Капитан был задумчив, так как печальный рассказ Ханса Бринкера все еще звучал у него в ушах. И только когда Людвиг, смеясь, окликнул его: "Проснись, дедушка!" – он снова принялся выполнять обязанности доблестного вожака своего отряда.
– Эй вы, молодые люди, сюда! – крикнул он.
Ребята шли по городским улицам, но не по тротуару – они редко встречаются в Голландии, – а по выложенной кирпичом дорожке, примыкающей на одном уровне к булыжной мостовой.
В честь святого Николааса Хаарлем, так же как Амстердам, принял праздничный вид.
Навстречу мальчикам шел какой-то странный человек. Он был невысок ростом, в черном костюме и коротком плаще; на голове у него были парик и треугольная шляпа, с которой свешивался длинный креповый шарф.
– Кто это? – воскликнул Бен. – Что за странная фигура!
– Это аанспреекер (оповеститель), – сказал Ламберт. – Кто-нибудь умер.
– Разве здесь у вас все так носят траур?
– Нет. Аанспреекер распоряжается на похоронах; когда кто-нибудь умирает, он должен обойти всех друзей и родственников покойника и оповестить их.
– Что за странный обычай!
– Ну, – сказал Ламберт, – нам, пожалуй, не стоит особенно огорчаться по поводу той смерти, о которой он сейчас оповещает. Я вижу – другой человек только что прибыл в мир, чтобы занять опустевшее место.

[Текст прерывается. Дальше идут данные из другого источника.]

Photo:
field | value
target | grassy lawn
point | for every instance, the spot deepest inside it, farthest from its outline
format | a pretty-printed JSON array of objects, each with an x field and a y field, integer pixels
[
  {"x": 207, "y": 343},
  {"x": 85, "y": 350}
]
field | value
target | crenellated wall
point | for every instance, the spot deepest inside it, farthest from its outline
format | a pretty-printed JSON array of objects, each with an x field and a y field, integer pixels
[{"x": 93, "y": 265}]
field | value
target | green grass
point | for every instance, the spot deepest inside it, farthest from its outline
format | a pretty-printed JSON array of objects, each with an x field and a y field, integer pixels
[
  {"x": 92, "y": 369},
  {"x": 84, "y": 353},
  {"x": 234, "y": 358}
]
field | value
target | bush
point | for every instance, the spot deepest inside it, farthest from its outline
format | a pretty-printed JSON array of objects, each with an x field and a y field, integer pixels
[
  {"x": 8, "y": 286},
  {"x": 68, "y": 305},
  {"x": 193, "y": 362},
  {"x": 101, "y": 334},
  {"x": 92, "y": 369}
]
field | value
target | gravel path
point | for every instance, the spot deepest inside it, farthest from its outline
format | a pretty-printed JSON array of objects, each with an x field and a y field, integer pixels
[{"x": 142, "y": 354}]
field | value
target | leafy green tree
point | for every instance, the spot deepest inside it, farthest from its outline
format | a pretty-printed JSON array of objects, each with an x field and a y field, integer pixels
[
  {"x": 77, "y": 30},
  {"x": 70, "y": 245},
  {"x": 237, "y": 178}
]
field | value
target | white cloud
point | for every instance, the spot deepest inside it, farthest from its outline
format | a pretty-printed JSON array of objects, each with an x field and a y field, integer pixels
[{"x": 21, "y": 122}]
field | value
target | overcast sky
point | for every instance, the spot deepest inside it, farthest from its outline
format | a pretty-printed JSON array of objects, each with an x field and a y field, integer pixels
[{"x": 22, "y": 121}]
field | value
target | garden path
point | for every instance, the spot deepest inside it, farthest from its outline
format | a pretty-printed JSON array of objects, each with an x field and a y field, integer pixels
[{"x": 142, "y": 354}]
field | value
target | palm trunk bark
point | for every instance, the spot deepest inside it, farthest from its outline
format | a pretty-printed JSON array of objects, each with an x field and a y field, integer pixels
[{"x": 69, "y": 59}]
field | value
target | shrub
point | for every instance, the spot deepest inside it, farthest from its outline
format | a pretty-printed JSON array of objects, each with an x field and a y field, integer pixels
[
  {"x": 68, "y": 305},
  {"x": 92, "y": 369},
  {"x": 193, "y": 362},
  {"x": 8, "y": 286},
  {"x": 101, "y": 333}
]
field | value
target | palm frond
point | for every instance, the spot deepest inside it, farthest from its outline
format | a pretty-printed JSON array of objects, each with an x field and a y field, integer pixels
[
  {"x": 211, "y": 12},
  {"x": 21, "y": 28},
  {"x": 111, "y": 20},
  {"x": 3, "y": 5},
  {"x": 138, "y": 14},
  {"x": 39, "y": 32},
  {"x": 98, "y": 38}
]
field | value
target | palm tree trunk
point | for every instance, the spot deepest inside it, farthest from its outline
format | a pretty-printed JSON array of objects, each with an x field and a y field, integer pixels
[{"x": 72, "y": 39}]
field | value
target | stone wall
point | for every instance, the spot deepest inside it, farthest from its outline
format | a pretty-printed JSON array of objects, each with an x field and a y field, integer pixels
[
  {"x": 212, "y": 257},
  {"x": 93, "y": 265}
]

Бен удивленно взглянул на него:
– Почему ты знаешь?
– Видишь хорошенькую красную подушечку для булавок, что висит на той двери? – в свою очередь спросил Ламберт.
– Да.
– Так вот: значит, родился мальчик.
– Мальчик? Как ты это узнал?
– Видишь ли, когда здесь, в Хаарлеме, родится мальчик, его родители вешают на дверь красную подушечку для булавок. Если бы родилась девочка, висела бы белая подушечка. В некоторых местах на дверь вешают более нарядные вещицы, сплошь обшитые кружевами, и даже на самых бедных домах можно увидеть ленту или хотя бы веревочку, привязанную к дверному замку…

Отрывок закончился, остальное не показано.